Pessimista anche Giuricin: «Il governo italiano si sta aggrappando a una visione obsoleta del trasporto aereo che non esiste più», dice. «Perché possa ripartire il mercato aereo nel suo complesso, c’è bisogno di maggiore concorrenza, non di monopoli». Le norme europee attualmente consentono ai governi di iniettare denaro nelle compagnie aeree che stanno subendo perdite a causa della pandemia, come ha fatto la Germania con Lufthansa. Ma la crisi di Alitalia è iniziata molto prima del Covid e più che una scommessa, quello attuale sembra un azzardo.
«Si stanno facendo errori a livello europeo», dice Giuricin. «Intervenire compagnia per compagnia e non su tutto il settore crea delle distorsioni tali che c’è il rischio che alla fine della crisi non rimangono in piedi le compagnie più efficienti, ma quelle che sono state più brave a ricevere aiuti pubblici».
Più ottimista Ugo Arrigo: «Mi sembra difficile che si possa rilanciare il Paese senza avere un vettore aereo, a patto che cada a coprire i segmenti che le low cost non coprono», dice. «L’esigenza di un vettore di bandiera c’è.
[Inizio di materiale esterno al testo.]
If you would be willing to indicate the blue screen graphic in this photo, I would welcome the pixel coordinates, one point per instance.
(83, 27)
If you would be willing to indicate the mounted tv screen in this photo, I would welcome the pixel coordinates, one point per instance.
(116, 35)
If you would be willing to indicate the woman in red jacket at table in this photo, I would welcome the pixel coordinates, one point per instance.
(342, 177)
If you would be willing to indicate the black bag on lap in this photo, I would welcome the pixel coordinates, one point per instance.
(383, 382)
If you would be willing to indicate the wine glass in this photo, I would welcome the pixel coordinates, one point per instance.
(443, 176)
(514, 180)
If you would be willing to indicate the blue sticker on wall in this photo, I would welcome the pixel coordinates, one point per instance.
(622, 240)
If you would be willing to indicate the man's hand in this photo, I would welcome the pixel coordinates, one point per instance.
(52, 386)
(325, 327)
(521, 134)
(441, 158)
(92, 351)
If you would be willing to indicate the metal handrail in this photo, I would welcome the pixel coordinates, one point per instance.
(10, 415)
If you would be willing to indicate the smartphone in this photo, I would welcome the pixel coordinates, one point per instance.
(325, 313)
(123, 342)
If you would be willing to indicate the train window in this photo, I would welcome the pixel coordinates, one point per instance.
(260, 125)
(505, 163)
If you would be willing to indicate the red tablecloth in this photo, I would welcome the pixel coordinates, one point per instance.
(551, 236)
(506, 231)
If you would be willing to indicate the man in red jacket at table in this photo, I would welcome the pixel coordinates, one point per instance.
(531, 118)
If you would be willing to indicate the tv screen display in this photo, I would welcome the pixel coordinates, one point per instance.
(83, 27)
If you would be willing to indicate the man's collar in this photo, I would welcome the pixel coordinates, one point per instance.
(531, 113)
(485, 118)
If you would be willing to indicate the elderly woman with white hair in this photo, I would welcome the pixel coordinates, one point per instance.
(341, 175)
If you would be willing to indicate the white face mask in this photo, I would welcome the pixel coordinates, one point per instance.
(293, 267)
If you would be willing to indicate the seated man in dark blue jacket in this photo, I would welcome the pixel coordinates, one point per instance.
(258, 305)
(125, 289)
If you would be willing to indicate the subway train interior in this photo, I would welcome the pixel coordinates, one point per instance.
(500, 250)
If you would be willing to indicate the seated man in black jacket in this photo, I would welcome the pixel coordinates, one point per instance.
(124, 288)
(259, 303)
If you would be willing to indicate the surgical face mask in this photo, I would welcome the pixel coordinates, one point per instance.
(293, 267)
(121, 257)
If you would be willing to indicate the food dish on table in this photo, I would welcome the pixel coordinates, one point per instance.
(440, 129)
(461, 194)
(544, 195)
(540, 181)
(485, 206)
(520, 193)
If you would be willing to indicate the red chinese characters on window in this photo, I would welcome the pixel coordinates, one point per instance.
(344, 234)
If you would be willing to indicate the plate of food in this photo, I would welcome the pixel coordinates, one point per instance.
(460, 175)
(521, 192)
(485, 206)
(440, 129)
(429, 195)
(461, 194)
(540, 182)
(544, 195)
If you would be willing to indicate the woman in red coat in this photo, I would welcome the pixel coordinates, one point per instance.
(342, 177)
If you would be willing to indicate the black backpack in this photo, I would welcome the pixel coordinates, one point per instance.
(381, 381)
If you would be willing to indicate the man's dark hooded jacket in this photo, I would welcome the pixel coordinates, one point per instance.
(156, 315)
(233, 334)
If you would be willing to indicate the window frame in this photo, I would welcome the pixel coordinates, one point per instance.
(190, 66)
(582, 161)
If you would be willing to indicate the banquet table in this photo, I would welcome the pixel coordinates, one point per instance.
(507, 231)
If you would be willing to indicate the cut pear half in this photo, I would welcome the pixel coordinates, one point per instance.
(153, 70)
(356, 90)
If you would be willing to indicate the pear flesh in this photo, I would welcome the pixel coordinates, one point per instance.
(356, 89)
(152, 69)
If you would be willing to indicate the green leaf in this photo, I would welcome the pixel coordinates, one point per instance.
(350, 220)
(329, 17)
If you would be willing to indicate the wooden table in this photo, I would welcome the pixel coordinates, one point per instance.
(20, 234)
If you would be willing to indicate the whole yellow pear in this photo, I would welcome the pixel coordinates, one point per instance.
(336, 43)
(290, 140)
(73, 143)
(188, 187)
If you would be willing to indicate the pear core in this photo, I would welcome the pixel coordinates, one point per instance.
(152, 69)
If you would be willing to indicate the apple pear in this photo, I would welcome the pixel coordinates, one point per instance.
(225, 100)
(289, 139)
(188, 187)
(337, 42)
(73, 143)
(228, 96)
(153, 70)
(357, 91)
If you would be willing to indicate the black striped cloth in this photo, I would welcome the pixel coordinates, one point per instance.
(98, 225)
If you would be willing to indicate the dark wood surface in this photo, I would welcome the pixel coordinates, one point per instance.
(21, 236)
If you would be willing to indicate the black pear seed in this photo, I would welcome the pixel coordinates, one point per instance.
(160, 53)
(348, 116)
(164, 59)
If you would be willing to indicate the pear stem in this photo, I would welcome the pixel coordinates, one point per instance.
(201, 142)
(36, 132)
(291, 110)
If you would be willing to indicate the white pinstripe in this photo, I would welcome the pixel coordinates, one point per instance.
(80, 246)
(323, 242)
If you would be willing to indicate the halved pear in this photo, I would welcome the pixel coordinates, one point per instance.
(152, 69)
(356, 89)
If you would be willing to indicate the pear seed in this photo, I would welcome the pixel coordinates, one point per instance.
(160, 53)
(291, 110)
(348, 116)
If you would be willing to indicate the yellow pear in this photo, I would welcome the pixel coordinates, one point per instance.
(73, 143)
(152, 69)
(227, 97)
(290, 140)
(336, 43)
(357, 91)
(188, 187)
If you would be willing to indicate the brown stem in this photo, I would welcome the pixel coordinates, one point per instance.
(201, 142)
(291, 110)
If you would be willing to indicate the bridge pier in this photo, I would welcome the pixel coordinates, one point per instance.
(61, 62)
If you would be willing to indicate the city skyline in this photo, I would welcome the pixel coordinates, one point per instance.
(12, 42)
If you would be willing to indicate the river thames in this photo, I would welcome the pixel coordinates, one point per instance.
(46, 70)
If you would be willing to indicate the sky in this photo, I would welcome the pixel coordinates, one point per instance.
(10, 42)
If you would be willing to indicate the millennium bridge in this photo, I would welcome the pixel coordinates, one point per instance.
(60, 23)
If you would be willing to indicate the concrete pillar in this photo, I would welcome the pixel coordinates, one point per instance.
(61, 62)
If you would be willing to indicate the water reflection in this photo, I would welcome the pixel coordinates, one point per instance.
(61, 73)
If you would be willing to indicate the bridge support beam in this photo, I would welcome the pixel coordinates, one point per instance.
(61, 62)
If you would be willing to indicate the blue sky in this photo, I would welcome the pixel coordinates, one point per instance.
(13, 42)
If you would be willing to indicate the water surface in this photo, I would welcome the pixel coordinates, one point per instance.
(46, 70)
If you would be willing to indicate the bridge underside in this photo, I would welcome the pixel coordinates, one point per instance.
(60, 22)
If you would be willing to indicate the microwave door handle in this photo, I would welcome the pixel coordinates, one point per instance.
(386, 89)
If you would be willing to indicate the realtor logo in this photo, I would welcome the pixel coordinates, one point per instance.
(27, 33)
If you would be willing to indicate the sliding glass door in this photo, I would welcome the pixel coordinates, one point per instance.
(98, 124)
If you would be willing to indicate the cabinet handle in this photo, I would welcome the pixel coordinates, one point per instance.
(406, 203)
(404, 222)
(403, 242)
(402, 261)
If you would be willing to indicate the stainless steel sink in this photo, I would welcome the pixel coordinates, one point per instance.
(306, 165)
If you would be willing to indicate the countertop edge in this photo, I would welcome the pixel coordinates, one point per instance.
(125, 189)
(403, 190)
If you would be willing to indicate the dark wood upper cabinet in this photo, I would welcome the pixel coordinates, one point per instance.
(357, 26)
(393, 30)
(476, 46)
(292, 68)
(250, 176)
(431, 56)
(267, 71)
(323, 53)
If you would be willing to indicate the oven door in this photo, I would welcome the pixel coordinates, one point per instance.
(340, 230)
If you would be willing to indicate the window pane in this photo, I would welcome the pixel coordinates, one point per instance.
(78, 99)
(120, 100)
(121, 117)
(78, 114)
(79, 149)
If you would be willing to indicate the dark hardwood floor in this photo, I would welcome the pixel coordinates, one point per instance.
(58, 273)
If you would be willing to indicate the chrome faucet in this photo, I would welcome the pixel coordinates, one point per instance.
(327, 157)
È inutile negarlo. Anche per Lufthansa il governo tedesco non ha detto “lasciamola fallire” e si è reso disponibile a sostenere la compagnia in questo momento di crisi».
La Iata (International Air Transport Association) ha calcolato che nella crisi Covid sono stati spesi 120 miliardi di dollari dai governi a sostegno delle compagnie, metà in prestiti e metà a fondo perduto. Certo, nessuno degli altri Paesi aveva una compagnia chiamata Alitalia, con tre salvataggi pubblici alle spalle.
E la Commissione europea, che dovrà valutare il piano industriale in arrivo dal governo, su un punto è stata chiara: il Covid non può essere una scusa per risanare compagnie che andavano già male prima della pandemia.